Cyber Threat Analysis for 06 Mar 2017

Analysis & Commentary on the Week’s Cyber Security Issues

The “so what” factor feeds and aggregators don’t give you.

Subscribe to the Cyber Threat Analysis Weekly

Security of IoT Devices to be Rated for First Time

Consumer Reports, a US non-profit group that reviews cars, kitchen appliances and other goods will begin considering the cybersecurity and privacy safeguards of products when rating them – a long overdue move perhaps, given Internet of Things (IoT) device manufacturers have previously been accused of doing the barest minimum to protect consumers. (Sputnik International)

The hype of what could happen due to an insecure computing device has always been a smidgen overblown until now. Its unclear how much consumers will actually care, given the primary emphasis on product functionality, but you cannot argue ‘the market has spoken’ if no one gives these issues a voice. Conflicts between security product vendors and testing entities are well known, so it will be interesting to see how manufacturers respond to the CR methodology. Regardless of how things turn out, it is refreshing to see that we’re responding to security issues in IoT faster than we did with commodity IT.

Is Your Data Breach Response Plan Good Enough?

Many savvy organisations are investing time and thought into data breach response plans. But plans rarely survive first contact with the enemy. That is why it’s important to stress test your incident response plan to identify weaknesses while time is on your side. (Insurance Post)

Your plan is probably the best it can be given that you drafted it based on a lot of assumptions. The fact that you don’t test those assumptions realistically is what will trip you up when its time to execute. No, a pen test is not enough.
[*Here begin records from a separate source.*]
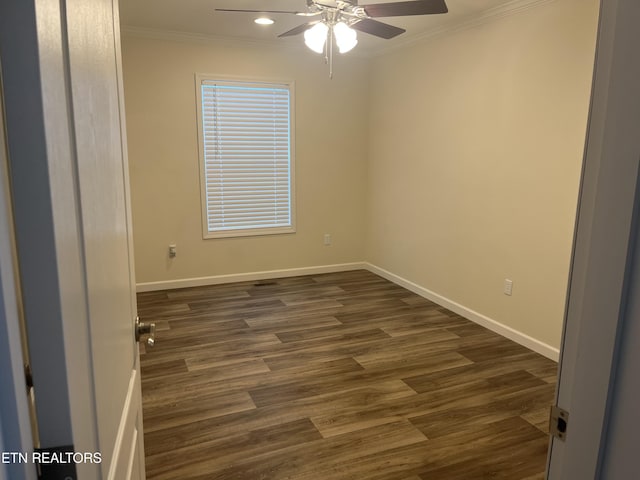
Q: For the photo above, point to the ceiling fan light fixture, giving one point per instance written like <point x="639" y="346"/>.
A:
<point x="264" y="21"/>
<point x="316" y="36"/>
<point x="346" y="37"/>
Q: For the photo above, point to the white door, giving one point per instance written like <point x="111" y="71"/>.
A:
<point x="607" y="221"/>
<point x="69" y="175"/>
<point x="98" y="119"/>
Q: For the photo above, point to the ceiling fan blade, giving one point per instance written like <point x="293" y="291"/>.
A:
<point x="376" y="28"/>
<point x="297" y="30"/>
<point x="401" y="9"/>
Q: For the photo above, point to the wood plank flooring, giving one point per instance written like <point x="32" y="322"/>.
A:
<point x="337" y="376"/>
The best attackers are not noisy and they don’t limit their efforts to those systems you deem safe for testing this quarter. A periodic, comprehensive, testing without artificial limitations is the only way you’re going to know if your plans can withstand real world situations. This is not being reckless (though if you’re afraid a pen test will crash a vital system maybe security is not your biggest problem?) its about recognizing that there are far too many variables, constantly changing variables, to ever think that a static three-ring binder of directions will be useful.

Hack Back Measure Might Give Companies Vigilante Powers

The Active Cyber Defense Certainty Act would amend the Computer Fraud and Abuse Act to give entities that are a “victim of a persistent unauthorized intrusion” against their “computers” the ability to infiltrate an alleged cybercriminal’s computer for attribution purposes or to disrupt a cyberattack. It doesn’t allow entities to destroy information stored on other computers, cause physical injury to others or create a public health or safety threat. (Bloomberg)
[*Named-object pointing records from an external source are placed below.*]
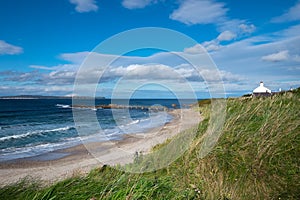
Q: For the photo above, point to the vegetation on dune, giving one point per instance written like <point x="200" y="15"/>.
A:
<point x="257" y="157"/>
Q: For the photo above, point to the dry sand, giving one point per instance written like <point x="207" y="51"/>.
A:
<point x="81" y="159"/>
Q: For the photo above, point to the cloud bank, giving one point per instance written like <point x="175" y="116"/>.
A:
<point x="9" y="49"/>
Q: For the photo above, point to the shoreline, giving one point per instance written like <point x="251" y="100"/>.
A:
<point x="79" y="159"/>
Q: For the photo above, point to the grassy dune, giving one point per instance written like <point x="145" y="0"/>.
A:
<point x="257" y="157"/>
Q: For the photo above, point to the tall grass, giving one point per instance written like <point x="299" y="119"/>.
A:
<point x="257" y="157"/>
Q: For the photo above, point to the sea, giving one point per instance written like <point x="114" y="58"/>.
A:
<point x="33" y="127"/>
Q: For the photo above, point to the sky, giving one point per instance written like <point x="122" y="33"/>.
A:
<point x="46" y="45"/>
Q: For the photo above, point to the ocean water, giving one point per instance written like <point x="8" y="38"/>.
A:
<point x="32" y="127"/>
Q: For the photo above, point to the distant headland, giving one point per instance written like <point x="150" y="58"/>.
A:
<point x="47" y="97"/>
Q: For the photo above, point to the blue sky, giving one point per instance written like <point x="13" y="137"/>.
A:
<point x="44" y="42"/>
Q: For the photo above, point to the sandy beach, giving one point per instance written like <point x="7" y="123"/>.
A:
<point x="81" y="159"/>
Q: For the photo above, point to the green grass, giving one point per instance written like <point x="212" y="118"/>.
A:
<point x="257" y="157"/>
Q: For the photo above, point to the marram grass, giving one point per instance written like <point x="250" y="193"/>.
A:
<point x="257" y="157"/>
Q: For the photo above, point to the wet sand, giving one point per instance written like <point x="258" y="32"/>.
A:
<point x="61" y="164"/>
This is a reasonable idea based on historical and legal precedence; this particular approach however, is terrible. We all understand the sentiment at work here, but if you can’t effectively defend yourself, you don’t have any business going on offense. Those ‘ethical hackers’ who will come out of the woodwork if this passes are not adequate for what you have in mind. Governmental use of proxies to project power is not a new thing, and if this is the path we want to go down then we should learn some lessons of when it was best put to use. Ultimately however, we should be asking: what’s the point? Your data, once taken, is gone forever. What point revenge if there is no satisfaction?

Yahoo Breaches Underline Executive Role in Cyber Security

The Yahoo board has decided to withhold CEO Marissa Mayer’s 2016 annual bonus in connection with a series of data breaches and accepted her offer to forego her 2017 stock award. Yahoo’s SEC filing also revealed that general counsel Ronald Bell has resigned without severance pay after an independent committee brought in to investigate the breaches concluded that the Yahoo management team failed to respond effectively to the breach discovered in 2014. (Computer Weekly)

That business executives don’t feel like cyber security is something they should take responsibility for, like any other aspect of their business, is baffling. No CEO would stand for epic fails like this in operations or sales. Is it because its ‘just cyber?’ When your bank account is seven-figures lighter than it would otherwise be how ‘virtual’ is the problem now? In the Navy, when a ship runs aground, the Captain is relieved. It doesn’t matter if a subordinate was actually behind the wheel. The CEO of Yahoo isn’t being flow off the ship in disgrace, but this case will always be a reminder of how not to lead when it comes to cyber security.

Verizon: Most Breaches Trace to Phishing, Social Engineering

90% of data breaches seen by Verizon’s data breach investigation team have a phishing or social engineering component to them. Not coincidentally, one of the hottest commodities on underground or dark web marketplaces are credentials, which attackers can use to log into enterprises and make it appear that they’re legitimate users. (Bank InfoSec)

There are very few technical fixes to human failings, but the defense against human gullibility that two-factor authentication has is one of them. If someone grabs you, your laptop, and your phone/fob you’ve got other problems, but for the rest of the world 2FA basically takes a whole class of problems off the table. Defending against attacks facilitated by unwitting insiders is a matter of will, not budget. 2FA is pennies/user/year, and regular phishing training is not much more. Compared to the direct and indirect costs of dealing with a breach, its not even a contest.